Well, not particularly, but you get my point - one
@thfcsteff has already made, too. We had strategic space to really go for it last summer, in the same way that Liverpool went for it after they lost the CL final in 2018. The very next day - 24 hours after the CL final - Fabinho was signed. And, a short while later, Alisson became the most expensive goalkeeper of all time when he signed for 72 million quid - this, to replace poor Lorius Karius, who was shipped out ruthlessly to make way for the winner Liverpool needed.
For us? We dingdonged around with Ndombele for a month trying to squeeze pennies out of the deal. We dingdonged around for over *two* months before thinking up some contrived deal to sign Lo Celso on loan in a way that minimized our expenditures and screwed PSG out of some fees they were due. We dingdonged around until fudging *deadline day* trying to sign a raw 19-year old from Fulham, for Christ's sake, just to save on the damn costs.
And all this, after signing absolutely nobody for 18 months - the results of which are still biting us in the arse in ways that many of us predicted (and spoke about, on this forum and elsewhere) while it was still happening. While Pool headed into their summer in 2018 having already splashed out 75m quid for VVD in January, and 54m quid for Naby Keita.
Poch never wanted the moon.
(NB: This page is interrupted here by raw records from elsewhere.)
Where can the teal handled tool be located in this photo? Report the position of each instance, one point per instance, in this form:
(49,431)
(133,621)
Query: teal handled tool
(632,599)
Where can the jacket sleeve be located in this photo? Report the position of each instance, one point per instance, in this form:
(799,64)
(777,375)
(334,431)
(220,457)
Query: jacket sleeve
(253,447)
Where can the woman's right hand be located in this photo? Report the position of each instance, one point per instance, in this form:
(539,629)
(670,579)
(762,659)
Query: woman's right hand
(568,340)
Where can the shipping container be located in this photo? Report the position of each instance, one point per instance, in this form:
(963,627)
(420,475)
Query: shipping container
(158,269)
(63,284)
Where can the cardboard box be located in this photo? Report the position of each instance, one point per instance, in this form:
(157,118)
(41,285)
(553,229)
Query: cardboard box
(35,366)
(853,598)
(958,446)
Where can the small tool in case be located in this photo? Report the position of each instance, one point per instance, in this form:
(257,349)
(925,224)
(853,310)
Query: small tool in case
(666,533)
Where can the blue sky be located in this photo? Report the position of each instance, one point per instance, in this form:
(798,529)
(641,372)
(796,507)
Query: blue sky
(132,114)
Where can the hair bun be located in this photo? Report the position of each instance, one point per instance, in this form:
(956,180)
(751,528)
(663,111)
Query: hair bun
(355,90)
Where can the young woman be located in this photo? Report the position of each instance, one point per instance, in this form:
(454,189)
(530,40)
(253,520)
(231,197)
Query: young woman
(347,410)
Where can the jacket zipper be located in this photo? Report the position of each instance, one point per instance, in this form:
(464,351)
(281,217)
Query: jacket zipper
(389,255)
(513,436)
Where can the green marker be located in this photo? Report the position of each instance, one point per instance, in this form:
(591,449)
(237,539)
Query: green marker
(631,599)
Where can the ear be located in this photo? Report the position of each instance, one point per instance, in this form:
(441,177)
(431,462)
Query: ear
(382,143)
He wanted some backing, which we were very, very late in giving him, if at all - and which ultimately resulted in us parting ways.
But the same demands for early signings and expensive ones will come from Jose Mourinho - a man accustomed to winning over penny-pinching for every single goddamn cent for fifty months on end.
And if Levy tries his usual delay, delay games again, Mourinho will walk. And I think we can all agree that he won't do it with anywhere near the respect that Poch had for the club, and for Levy, on his way out.
Levy will get it full barrels from Mourinho, his friends in the press at home and around the world, and everyone in football with an opinion to share, because that's the scale of Mourinho. Again, I don't think Levy quite understands who he's appointed, and how much his methods need to change to make this a success.